🤖 AI Summary
To address the limited model utility caused by static privacy budget allocation in federated learning (FL), this paper proposes a time–client dual-dimensional adaptive differential privacy (DP) framework. Our method jointly and non-uniformly schedules the privacy budget across training rounds (temporal dimension) and clients (individual dimension)—a first in DP-FL literature. Specifically, it conserves budget early to ensure convergence and reduces noise magnitude later to enhance model accuracy, thereby breaking the conventional assumption of uniform budget consumption. Theoretical analysis establishes a tighter utility bound compared to classical DP-FL baselines. Empirical evaluation on standard benchmarks demonstrates substantial improvements in the privacy–utility trade-off: under stringent privacy budgets (small ε), classification accuracy increases by up to 3.2%—particularly beneficial for high-privacy-sensitivity applications.
📝 Abstract
Federated learning (FL) with differential privacy (DP) provides a framework for collaborative machine learning, enabling clients to train a shared model while adhering to strict privacy constraints.

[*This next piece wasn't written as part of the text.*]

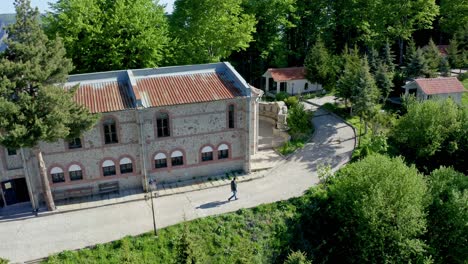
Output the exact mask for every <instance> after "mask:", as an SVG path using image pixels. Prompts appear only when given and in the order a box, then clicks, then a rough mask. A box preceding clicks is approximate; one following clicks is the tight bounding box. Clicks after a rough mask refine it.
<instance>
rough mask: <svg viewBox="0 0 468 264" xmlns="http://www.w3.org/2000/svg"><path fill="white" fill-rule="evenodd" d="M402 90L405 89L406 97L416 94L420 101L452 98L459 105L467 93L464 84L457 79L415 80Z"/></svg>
mask: <svg viewBox="0 0 468 264" xmlns="http://www.w3.org/2000/svg"><path fill="white" fill-rule="evenodd" d="M402 88H403V89H405V95H408V94H415V95H416V97H417V98H418V99H420V100H427V99H433V98H441V99H446V98H452V99H453V101H454V102H456V103H457V104H460V103H461V98H462V95H463V93H464V92H465V88H464V87H463V84H462V83H461V82H460V81H459V80H458V79H457V78H456V77H443V78H421V79H415V80H414V81H411V82H408V83H406V84H405V85H404V86H403V87H402Z"/></svg>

The framework allows each client to have an individual privacy guarantee, e.g., by adding different amounts of noise to each client's model updates. One underlying assumption is that all clients spend their privacy budgets uniformly over time (learning rounds). However, it has been shown in the literature that learning in early rounds typically focuses on more coarse-grained features that can be learned at lower signal-to-noise ratios while later rounds learn fine-grained features that benefit from higher signal-to-noise ratios. Building on this intuition, we propose a time-adaptive DP-FL framework that expends the privacy budget non-uniformly across both time and clients. Our framework enables each client to save privacy budget in early rounds so as to be able to spend more in later rounds when additional accuracy is beneficial in learning more fine-grained features. We theoretically prove utility improvements in the case that clients with stricter privacy budgets spend budgets unevenly across rounds, compared to clients with more relaxed budgets, who have sufficient budgets to distribute their spend more evenly. Our practical experiments on standard benchmark datasets support our theoretical results and show that, in practice, our algorithms improve the privacy-utility trade-offs compared to baseline schemes.